A ideia de que o “talento” é a chave para o sucesso não faz sentido, para a professora. A mesma acredita que o que realmente importa é o trabalho e o esforço contínuo e a motivação. “Nós nascemos com características mentais, físicas e emocionais, mas a verdadeira transformação vem do trabalho constante, do investimento e da paixão pelo que se faz”, refletiu.
A sua abordagem ao ensino da língua portuguesa é uma parte central da sua filosofia. “Quem fala bem, estrutura bem o seu pensamento e comunica eficazmente. A língua materna é a base para um bom raciocínio e comunicação, algo que precisamos para o nosso crescimento pessoal e cívico”, afirmou.
Cristina Marques também vê de perto os desafios emocionais que os jovens enfrentam. A frustração, a ansiedade, a pressão social e a pressão parental são fatores que, segundo ela, explicam muito da infelicidade e do desconforto vivido pelos estudantes. “A sociedade impõe metas e padrões que muitas vezes são difíceis de alcançar. Os pais, na tentativa de proteger os seus filhos, acabam por colocá-los no centro de uma educação que, muitas vezes, não os prepara para a realidade”, analisou.
A docente educativa também falou sobre os reconhecimentos que recebeu ao longo da sua carreira, como ser finalista do Global Teacher Prize Portugal. “Pessoalmente, nada mudou, mas socialmente foi um reconhecimento público do meu trabalho, que me agradou. É sempre bom ver que a dedicação a uma causa é valorizada. No entanto, isso não muda a forma como vejo a minha profissão, porque sempre fiz o que acho que é certo com muito rigor e exigência”, concluiu.
Cristina Marques, ao olhar para trás, lembra-se da luta que enfrentou desde muito jovem para continuar a sua escolarização. Ao crescer numa família humilde, com um pai sapateiro, a sua trajetória de vida foi influenciada pela educação tradicional de uma época. “O meu pai tinha interiorizado a lição de Salazar, que dizia que as raparigas não estudam, que devem aprender uma profissão como a costura. Para eu continuar a estudar e ir para o quinto ano, foi uma luta”, recordou. Destacando que, se fosse rapaz, a sua história seria diferente. “A minha família não era um caso isolado. Era o protótipo da família salazarista, e isso marcou-me no resto do meu percurso”, admitiu.

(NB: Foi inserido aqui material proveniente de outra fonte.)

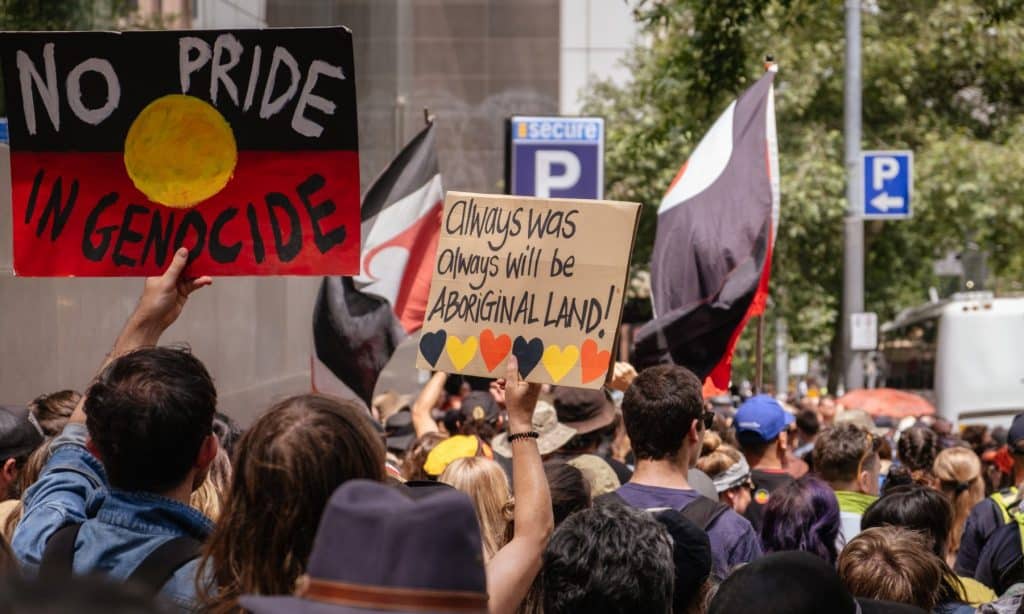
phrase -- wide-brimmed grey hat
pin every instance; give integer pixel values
(377, 550)
(553, 434)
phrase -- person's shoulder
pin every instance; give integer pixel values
(733, 522)
(1005, 540)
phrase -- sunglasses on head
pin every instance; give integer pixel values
(708, 419)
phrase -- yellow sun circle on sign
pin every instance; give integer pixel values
(180, 150)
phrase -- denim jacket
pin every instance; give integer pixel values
(119, 528)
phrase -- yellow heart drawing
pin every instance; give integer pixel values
(559, 361)
(461, 352)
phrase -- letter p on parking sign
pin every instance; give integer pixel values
(555, 157)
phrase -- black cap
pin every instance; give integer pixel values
(18, 437)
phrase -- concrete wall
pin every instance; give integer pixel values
(596, 35)
(471, 62)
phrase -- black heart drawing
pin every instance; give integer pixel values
(431, 346)
(527, 353)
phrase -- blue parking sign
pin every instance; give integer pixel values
(555, 157)
(888, 184)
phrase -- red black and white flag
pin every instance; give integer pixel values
(713, 250)
(359, 321)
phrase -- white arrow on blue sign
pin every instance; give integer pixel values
(888, 184)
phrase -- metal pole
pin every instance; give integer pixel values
(781, 357)
(853, 265)
(759, 370)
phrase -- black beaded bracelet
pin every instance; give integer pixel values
(523, 435)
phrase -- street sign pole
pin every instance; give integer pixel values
(853, 265)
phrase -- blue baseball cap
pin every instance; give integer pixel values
(762, 415)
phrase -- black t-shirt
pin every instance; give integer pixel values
(1001, 562)
(765, 482)
(984, 520)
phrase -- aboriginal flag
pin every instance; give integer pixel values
(716, 230)
(240, 145)
(357, 323)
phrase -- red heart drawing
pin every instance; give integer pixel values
(594, 363)
(494, 349)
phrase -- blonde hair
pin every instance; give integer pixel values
(715, 455)
(958, 473)
(210, 496)
(896, 564)
(28, 476)
(484, 481)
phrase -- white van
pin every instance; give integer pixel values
(965, 353)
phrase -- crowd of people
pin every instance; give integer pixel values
(502, 496)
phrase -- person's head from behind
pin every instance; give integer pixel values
(918, 448)
(898, 565)
(378, 546)
(957, 471)
(608, 560)
(150, 415)
(569, 489)
(416, 455)
(51, 411)
(728, 471)
(18, 439)
(794, 582)
(209, 498)
(846, 456)
(802, 516)
(286, 466)
(479, 415)
(485, 483)
(664, 413)
(762, 430)
(915, 508)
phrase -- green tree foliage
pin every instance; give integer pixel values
(941, 78)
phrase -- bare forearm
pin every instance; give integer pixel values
(423, 422)
(534, 517)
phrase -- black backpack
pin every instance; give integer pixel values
(152, 573)
(701, 511)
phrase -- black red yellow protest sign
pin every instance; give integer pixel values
(240, 145)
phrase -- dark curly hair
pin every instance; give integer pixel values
(659, 408)
(916, 508)
(918, 448)
(147, 414)
(840, 450)
(608, 559)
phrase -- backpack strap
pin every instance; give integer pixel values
(58, 556)
(163, 562)
(704, 512)
(1006, 500)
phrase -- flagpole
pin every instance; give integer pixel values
(853, 265)
(759, 369)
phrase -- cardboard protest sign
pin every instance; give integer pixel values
(541, 278)
(240, 145)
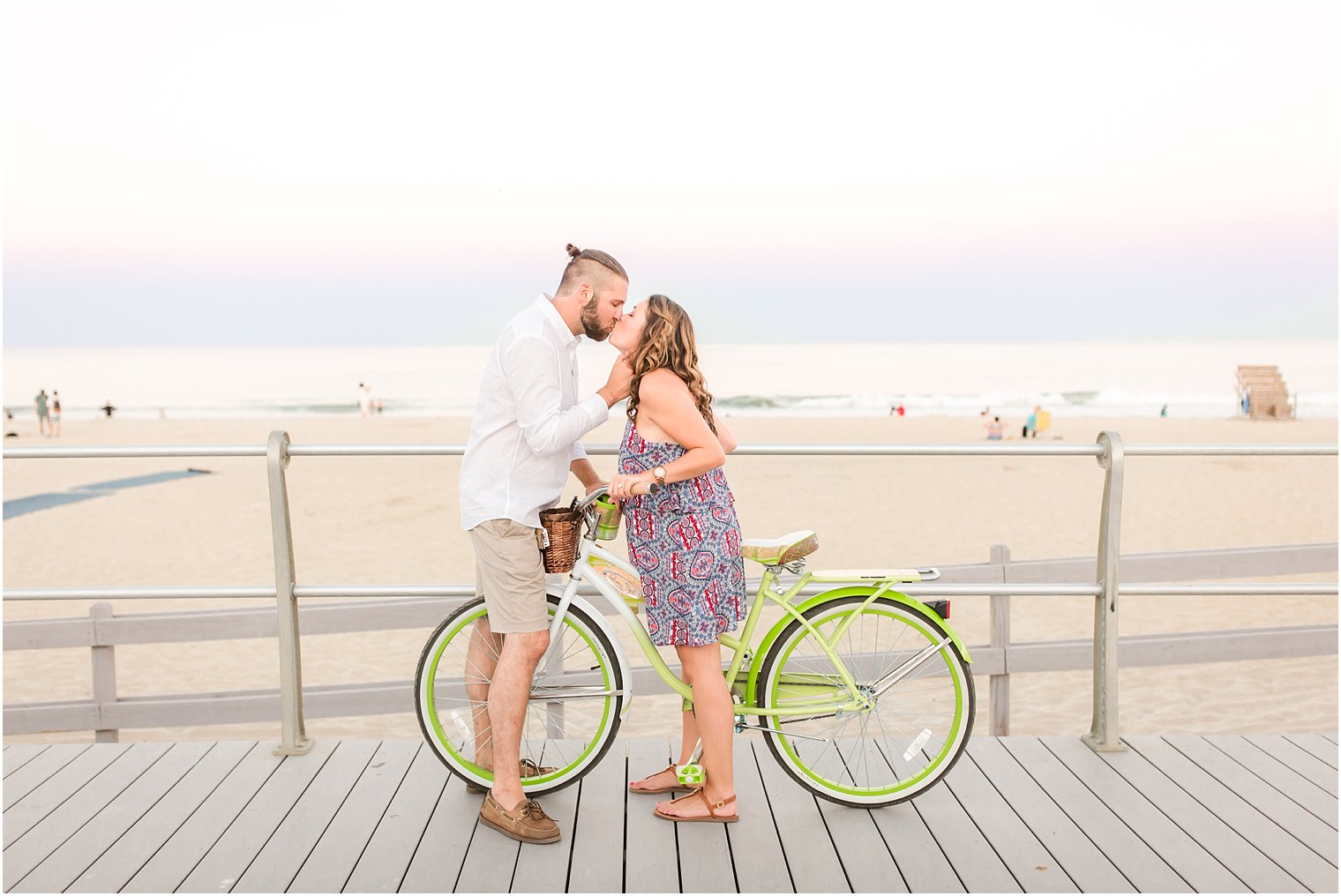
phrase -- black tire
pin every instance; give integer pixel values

Hoje, Cristina Marques sente-se uma pessoa profissionalmente realizada. “Fazer aquilo de que gostamos é crucial para tudo”, acrescentou, com uma sinceridade que reflete a sua experiência.
Desde muito jovem, a professora sabia que a sua vocação era a de ensinar. “Eu ainda nem tinha ido para a escola primária e já dava aulas, alinhava bonecas e o gato, tudo à minha frente. Sabia o que queria. Sei que os tempos são outros, e o mercado de trabalho é diferente agora, mas o que me ajudou foi sempre seguir a minha paixão”, explicou com clareza.
Em relação ao legado que deseja deixar, Cristina Marques espera ser lembrada como a professora que ajudou os alunos a crescer, a prepararem-se para a vida. “Gostaria que me recordassem como a professora que os ajudava a se entenderem, que os preparava para a vida. Não sou uma pessoa que gosta de se apegar ao fim de uma carreira, porque vou continuar a trabalhar”, afirmou. A sua relação com os ex-alunos, para ela, vai além do período escolar, acabando por manter “uma ligação especial” com todos.